I think what really did it for me was the fact that Jake was just sitting around, waiting to die in the first book, and in this book, Talulla actually has a purpose in trying to rescue her children. Her life has meaning, whereas by the time Jake meets her in his book and has meaning in his life again, I just didn't care if he lived or died. I'd spent so much time in the first book just slogging through him whining and whining and whining about being old, not caring, blah blah blah, that I didn't care for him. At all. I know I probably should have felt for him and his plight, but I didn't.
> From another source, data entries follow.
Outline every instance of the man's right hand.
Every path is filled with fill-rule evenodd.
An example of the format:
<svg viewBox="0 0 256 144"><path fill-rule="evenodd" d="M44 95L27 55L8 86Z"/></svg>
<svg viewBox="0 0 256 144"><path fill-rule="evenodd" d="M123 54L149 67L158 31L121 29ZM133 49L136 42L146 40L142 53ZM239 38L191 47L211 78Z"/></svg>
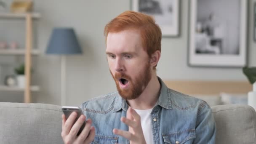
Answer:
<svg viewBox="0 0 256 144"><path fill-rule="evenodd" d="M65 115L62 115L62 131L61 137L65 144L90 144L94 139L95 128L91 127L92 120L88 119L81 133L77 136L80 128L85 120L85 117L81 115L77 120L72 125L77 114L73 112L66 120Z"/></svg>

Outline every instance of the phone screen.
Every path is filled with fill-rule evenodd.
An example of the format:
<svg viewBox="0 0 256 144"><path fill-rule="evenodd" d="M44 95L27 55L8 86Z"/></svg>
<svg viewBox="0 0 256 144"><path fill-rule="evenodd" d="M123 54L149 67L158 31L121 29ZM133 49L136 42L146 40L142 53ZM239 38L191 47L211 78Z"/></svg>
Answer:
<svg viewBox="0 0 256 144"><path fill-rule="evenodd" d="M63 112L64 115L65 115L66 120L68 119L68 118L71 114L71 113L72 113L72 112L77 112L77 116L76 118L73 125L74 125L75 122L77 121L77 120L79 118L80 116L83 114L82 109L81 109L80 107L62 107L62 111ZM81 133L82 131L83 131L83 129L85 125L85 123L86 121L85 121L82 126L81 126L79 131L77 133L77 136L78 136L80 134L80 133Z"/></svg>

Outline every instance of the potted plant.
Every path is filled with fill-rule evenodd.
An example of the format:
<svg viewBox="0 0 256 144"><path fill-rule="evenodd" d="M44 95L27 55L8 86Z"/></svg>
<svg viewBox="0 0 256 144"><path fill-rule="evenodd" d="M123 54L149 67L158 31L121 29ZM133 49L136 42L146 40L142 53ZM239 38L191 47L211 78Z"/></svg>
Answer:
<svg viewBox="0 0 256 144"><path fill-rule="evenodd" d="M25 88L25 64L21 64L19 67L14 69L16 75L17 85L21 88Z"/></svg>
<svg viewBox="0 0 256 144"><path fill-rule="evenodd" d="M253 85L252 91L248 93L248 104L256 109L256 67L245 67L243 71Z"/></svg>

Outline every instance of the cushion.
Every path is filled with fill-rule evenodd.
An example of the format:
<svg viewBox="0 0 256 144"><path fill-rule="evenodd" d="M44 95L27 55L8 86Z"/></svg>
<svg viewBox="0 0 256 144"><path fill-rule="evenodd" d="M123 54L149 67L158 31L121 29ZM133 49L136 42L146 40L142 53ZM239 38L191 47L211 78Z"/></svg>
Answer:
<svg viewBox="0 0 256 144"><path fill-rule="evenodd" d="M212 109L217 128L216 144L256 143L256 113L252 107L227 104Z"/></svg>
<svg viewBox="0 0 256 144"><path fill-rule="evenodd" d="M0 102L1 144L62 144L61 107Z"/></svg>

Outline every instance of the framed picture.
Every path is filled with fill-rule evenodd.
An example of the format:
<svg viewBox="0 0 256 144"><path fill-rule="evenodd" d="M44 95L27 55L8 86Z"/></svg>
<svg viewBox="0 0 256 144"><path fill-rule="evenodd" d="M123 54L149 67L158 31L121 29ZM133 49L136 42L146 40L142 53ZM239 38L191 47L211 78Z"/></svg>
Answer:
<svg viewBox="0 0 256 144"><path fill-rule="evenodd" d="M254 6L253 7L253 16L254 17L254 27L253 28L254 29L254 41L256 42L256 2L254 3Z"/></svg>
<svg viewBox="0 0 256 144"><path fill-rule="evenodd" d="M190 0L189 66L246 65L247 0Z"/></svg>
<svg viewBox="0 0 256 144"><path fill-rule="evenodd" d="M179 0L131 0L132 11L152 16L163 36L179 35Z"/></svg>

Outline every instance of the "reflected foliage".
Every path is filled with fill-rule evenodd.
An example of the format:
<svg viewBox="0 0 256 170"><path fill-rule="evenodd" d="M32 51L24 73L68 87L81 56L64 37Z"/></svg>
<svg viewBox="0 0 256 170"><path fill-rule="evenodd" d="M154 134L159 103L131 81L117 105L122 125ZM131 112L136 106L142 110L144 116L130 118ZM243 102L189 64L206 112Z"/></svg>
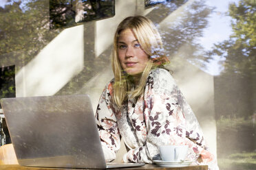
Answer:
<svg viewBox="0 0 256 170"><path fill-rule="evenodd" d="M172 0L145 0L145 7L151 7L158 3L170 2Z"/></svg>
<svg viewBox="0 0 256 170"><path fill-rule="evenodd" d="M4 8L0 7L0 56L22 50L23 56L8 60L11 63L22 60L25 64L58 32L49 32L49 10L45 10L49 6L47 1L8 1Z"/></svg>
<svg viewBox="0 0 256 170"><path fill-rule="evenodd" d="M256 111L256 3L241 0L229 5L233 34L215 45L212 55L224 58L216 78L217 119L222 115L248 118Z"/></svg>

The action is fairly non stop in this book. It picks up roughly 9 months after The Last Werewolf, and Talulla and Cloquet have hidden themselves away in Alaska, waiting for the birth of her child. The vampires discover their hideout and attack, only to have Talulla go into labor, where they subdue her and take her newly born son right from her. However, the vampires escape before they realize there are two children, and Zoe is born shortly after. What follows is a whirlwind adventure across the globe as Talulla tries to rescue her son from the vampires and the Helios project.

I now have to take back what I said about Glen Duncan's writing before. I thoroughly enjoyed this book, and if there is a follow up to this story, I'm sure I'll be picking it up. I know this is quite a reversal of attitude, but that's the amazing thing about books; they can reform your mind and opinions constantly, and that's why I love reading.